Вслед за пьяной ватагой качались тени гармонистов, смутно различаемых сквозь серую порошу. Слышались переливы саратовок, теньканье колокольчиков. Музыкантов было человек пятнадцать, не меньше. Краснорожие, худые и черные, в оранжевых, зеленых, малиновых рубахах под ремень, они наяривали не очень ладно, зато громко и без передыха.
Но это все были цветики… Приближался запряженный четверкой цугом открытый катафалк. На катафалке — гроб, размалеванный черными и белыми полосами, с бубновыми тузами по бокам. В руках покойника, сложенных на животе, поблескивал высокий серебряный кубок. Вместо гирлянд цветов по стенкам гроба сплошным частоколом торчали бутылки, в бутылках плескалась водка.

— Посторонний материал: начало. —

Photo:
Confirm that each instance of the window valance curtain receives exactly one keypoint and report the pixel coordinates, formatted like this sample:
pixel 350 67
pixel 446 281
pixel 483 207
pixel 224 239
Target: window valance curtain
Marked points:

У гроба, свесив ноги, сидели верзилы с кирпичного цвета ряхами, мрачные и громоздкие, как быки. Рядом вертелся, юродствуя, всяческий сброд, зимогоры, как кличут на Волге спившихся подонков, готовых за чарку отца родного продать. Они хватали из рук верзил полуштофы и лакали водку прямо из горлышка.
За катафалком — пестрота и гвалт еще страшнее. Виляя похабно бедрами, взмахивая высоко подолами, приплясывало десятка три баб, по виду прожженных пристанских проституток, базарных воровок, крикливых бандерш. Лица зареванные, волосы распатланные, а у одной платье разодрано от ворота до пояса. Она не пела, не плясала, зато, словно заведенная, беспрестанно ругалась гадко и нелепо. Казалось, вся грязь, вся мерзость самарского дна вдруг выплеснулась на поверхность и растеклась по улицам зловонным потоком.
Виновником этой катавасии, по словам зевак, что толпились у больничного забора, был покойник, оставивший совершенно несуразное завещание. Действительно, на что это похоже? Самым что ни на есть распоследним мымрам, которых покойник и на порог-то не всегда пускал, отказан был здоровенный куш. А мамзелечке, молодой и пухлявой, что кормилась возле него одной только любовью и потому имела право на повышенное вознаграждение, не оставил ничего. Как тут не рассвирепеть, как не вцепиться в косы соперниц.
По тому же завещанию проводились и эти кощунственные похороны с «песняком», с плясками-трясками, с разливанным морем водочным и с непременной в заключение грандиозной дракой. А пока что шумная процессия накачивала себя пивом из здоровенной бочки, замыкающей шествие. Из нее наливали всякому, кто желал выпить на шаромыжку за упокой души новопреставленного раба божия Костянтина Чеснока.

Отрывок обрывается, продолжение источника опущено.